Художница окликнула мать, хлопотавшую у плиты:
– Мам, ты помнишь, мне подруга когда-то прислала из Дании рождественскую открытку? Я тогда еще тут жила.
– Это которую ты на ширму приколола? – немедленно обернулась мать.
Александра с облегчением кивнула. Она знала, что мать трепетно хранит все письма, открытки, старые телеграммы, самые ничтожные клочки бумаги, питая к ним сентиментальную привязанность.
– Это где замерзший канал и по нему детишки на коньках катаются? – оживившись, на миг позабыв о своих тревогах, продолжала припоминать мать. – Которую Рита тебе прислала?
– Да, все верно. Она цела?
– Где-то должна быть. А зачем тебе?
– Хотела ей написать.
Мать отставила кастрюлю с огня и, наливая в тарелку борщ, поинтересовалась:
– А давно вы переписывались-то? Может, Рита уже там и не живет?
– Вот с тех пор я о ней ничего и не знаю!
Ложь вырвалась спонтанно, и, произнеся эти слова, Александра не ощутила никакого раскаяния. Подруга втянула ее в слишком мрачную историю, чтобы она могла пугать и без того расстроенную мать.
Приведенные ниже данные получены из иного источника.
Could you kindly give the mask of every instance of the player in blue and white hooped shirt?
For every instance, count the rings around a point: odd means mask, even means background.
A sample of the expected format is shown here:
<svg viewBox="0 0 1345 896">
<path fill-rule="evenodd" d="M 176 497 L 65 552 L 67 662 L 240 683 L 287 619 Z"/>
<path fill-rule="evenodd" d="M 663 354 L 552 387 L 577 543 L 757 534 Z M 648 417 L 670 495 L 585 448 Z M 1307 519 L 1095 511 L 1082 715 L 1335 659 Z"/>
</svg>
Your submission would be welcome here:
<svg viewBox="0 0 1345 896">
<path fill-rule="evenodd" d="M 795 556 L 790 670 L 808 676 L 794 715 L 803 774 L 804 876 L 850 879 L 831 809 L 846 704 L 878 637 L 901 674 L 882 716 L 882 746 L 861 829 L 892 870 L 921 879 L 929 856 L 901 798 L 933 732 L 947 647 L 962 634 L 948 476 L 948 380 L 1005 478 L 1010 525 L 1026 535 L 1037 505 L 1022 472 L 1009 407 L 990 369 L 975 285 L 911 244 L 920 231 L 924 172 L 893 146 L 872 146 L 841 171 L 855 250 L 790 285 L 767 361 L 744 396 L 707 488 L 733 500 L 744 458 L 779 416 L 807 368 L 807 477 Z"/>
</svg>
Александра не помнила, говорила ли матери по телефону, когда созванивалась с ней в последний раз, что Рита собирается в Москву. Если да, то сейчас ее тут же поймают на лжи… Но мать кивнула:
– Да, совсем вы потерялись, а ведь когда-то, в Питере, так дружили! Ты сама говорила, во всей Репе не было таких подруг! Напиши, напиши ей! Ешь, а я поищу открытку. Она недалеко должна быть.
…Открытка нашлась в считаные минуты. Александра еще водила ложкой по дну тарелки, а взгляд уже был прикован к маленькому прямоугольнику глянцевой плотной бумаги, с одной стороны которого была изображена живописная зимняя сценка с катающимися на коньках детьми. На обороте значилось всего несколько строк, написанных характерным неровным, заваливающимся налево почерком Риты – такого почерка художница больше никогда ни у кого не встречала.
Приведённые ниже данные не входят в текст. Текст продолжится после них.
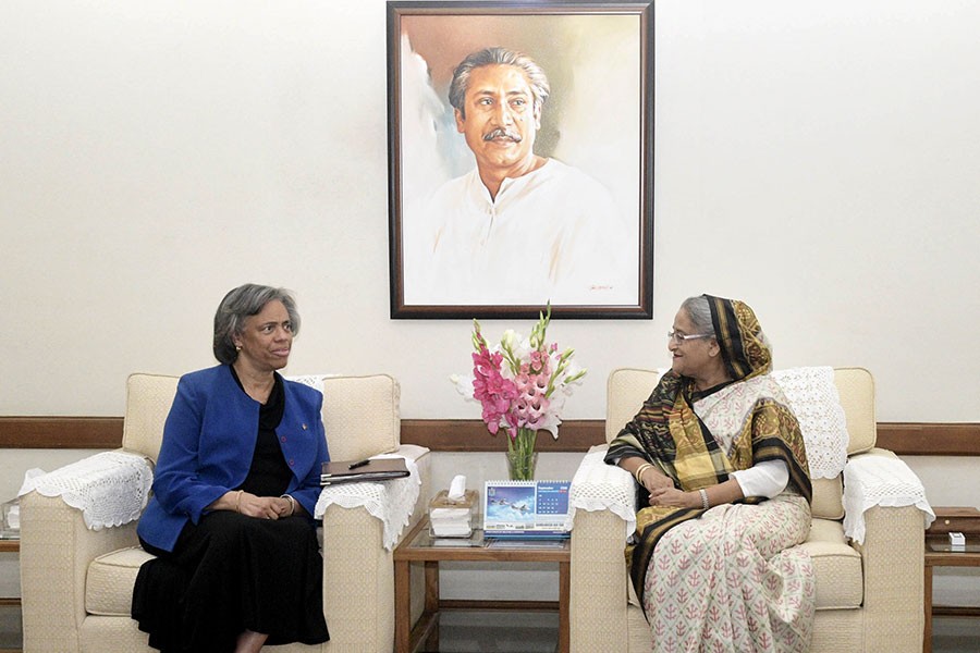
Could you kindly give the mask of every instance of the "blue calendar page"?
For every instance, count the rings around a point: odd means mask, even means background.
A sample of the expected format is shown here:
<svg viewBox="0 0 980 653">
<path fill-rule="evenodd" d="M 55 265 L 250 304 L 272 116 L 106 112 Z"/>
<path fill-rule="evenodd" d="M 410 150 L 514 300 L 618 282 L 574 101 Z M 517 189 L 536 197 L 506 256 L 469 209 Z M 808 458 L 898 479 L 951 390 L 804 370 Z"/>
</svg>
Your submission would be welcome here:
<svg viewBox="0 0 980 653">
<path fill-rule="evenodd" d="M 571 481 L 487 481 L 483 537 L 567 538 Z"/>
</svg>

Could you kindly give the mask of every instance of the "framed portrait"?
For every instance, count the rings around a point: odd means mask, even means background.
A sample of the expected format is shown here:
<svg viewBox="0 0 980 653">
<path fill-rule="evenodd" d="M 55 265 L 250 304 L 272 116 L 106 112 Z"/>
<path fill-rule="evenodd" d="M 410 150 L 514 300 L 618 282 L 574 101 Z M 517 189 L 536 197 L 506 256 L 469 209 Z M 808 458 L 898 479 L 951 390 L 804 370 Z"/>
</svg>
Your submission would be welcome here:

«Дорогая Саша, с Новым годом тебя и с прочими праздниками. Ты думаешь, наверное, что я уже замужняя дама? Так вот, мы не поженились и не поженимся уже. Я пока остаюсь в Дании. Что дальше – неизвестно. Пожелай мне чего-нибудь хорошего, и удачи! Твоя Рита».
Был указан и обратный адрес, как с облегчением убедилась Александра. Но немедленно спросила себя, что ей даст старая информация о месте жительства исчезнувшей подруги (да и жила ли та когда-нибудь по этому адресу?).
«И это единственная зацепка! Не просто мало, это совсем ничто! Я понятия не имею, откуда приехала Рита! Я даже не знаю, как полностью зовут ее дочь! Иоася – так она ее называла, когда рассказывала о своих датских несчастьях. Иоанна, значит? Ивонна? А фамилия?!»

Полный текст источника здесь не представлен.